Physicians engaged in complex medical interventions such as cranial reconstruction, orthognathic surgery and radiotherapy, among others, increasingly rely on technologies that facilitate preprocedural planning and simulation. Parallel progress in imaging and computer techniques for virtual data manipulation provides the framework for detailed planning of complex medical treatments. Despite the increasing levels of detail possible with more and more powerful computer hardware and software, virtual representation of medical image data remains, for the most part, limited to on-screen displays that provide no means for true 3D understanding or tactile interaction. In addition, the transfer of treatment parameters from the planning environment to the actual patient for intervention is challenging. Virtual planning environments often allow data visualization and manipulation on a scale that is much finer that can be appreciated practically. In addition, most virtual planning systems are unencumbered by such real-world challenges as patient motion, bleeding, limited visibility through small incisions and sterility issues. Therefore, while it may be possible, for instance, to plan the perfect trajectory for a spinal pedicle screw in a virtual environment, actually implementing this treatment plan in a stable, repeatable and reliable fashion is more difficult.

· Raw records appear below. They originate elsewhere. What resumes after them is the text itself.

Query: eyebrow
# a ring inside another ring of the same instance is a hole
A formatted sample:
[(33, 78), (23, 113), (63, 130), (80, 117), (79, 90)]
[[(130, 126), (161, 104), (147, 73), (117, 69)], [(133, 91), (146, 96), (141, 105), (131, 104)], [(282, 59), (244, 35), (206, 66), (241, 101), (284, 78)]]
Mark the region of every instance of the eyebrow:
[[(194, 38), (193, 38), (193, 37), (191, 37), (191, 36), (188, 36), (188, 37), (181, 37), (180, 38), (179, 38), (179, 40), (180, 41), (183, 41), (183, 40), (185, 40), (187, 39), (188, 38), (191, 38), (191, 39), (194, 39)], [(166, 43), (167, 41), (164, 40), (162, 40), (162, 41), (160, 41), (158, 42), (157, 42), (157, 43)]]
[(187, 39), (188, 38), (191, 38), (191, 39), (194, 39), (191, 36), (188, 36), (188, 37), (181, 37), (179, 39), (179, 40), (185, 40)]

There is certainly a value in the exercise of virtual planning, in that the surgeon will have the opportunity to gain understanding of unique patient anatomy. This can be a valuable preparation tool for physicians, providing a detailed preview that complements their trained expertise. As the trend towards less invasive and time-consuming procedures continues, physicians will likely rely more heavily on advanced tools, including use of digital manufacturing, for planning and delivery treatment interventions.

Advanced manufacturing methods including rapid prototyping (RP) afford the means to fabricate solid objects based on medical imaging data. RP-generated anatomical models provide the means for tactile interaction with anatomy, and for rehearsal of tasks like osteotomy and surgical planning utilizing the actual instruments that will be used in a procedure. Models are used frequently in fields such as cranio-maxillofacial surgery, giving surgeons a highly accurate replica of patient anatomy for surgical rehearsal and customization of treatment devices.

RP techniques can also be used to create custom treatment devices that incorporate anatomic features, in addition to designed treatment parameters such as drill trajectories, cut planes and movement of bone segments. These rapid digital manufacture (RDM) techniques present elegant solutions to many medical problems, including the design of patient-specific implants and robust vehicles to bring treatment parameters to the patient in a truly custom way. Fabrication, through RP or RDM, of custom treatment aides such as templates, drill guides and cutting jigs provides specialized intermediary devices for accurate implementation of the custom-designed treatment intervention.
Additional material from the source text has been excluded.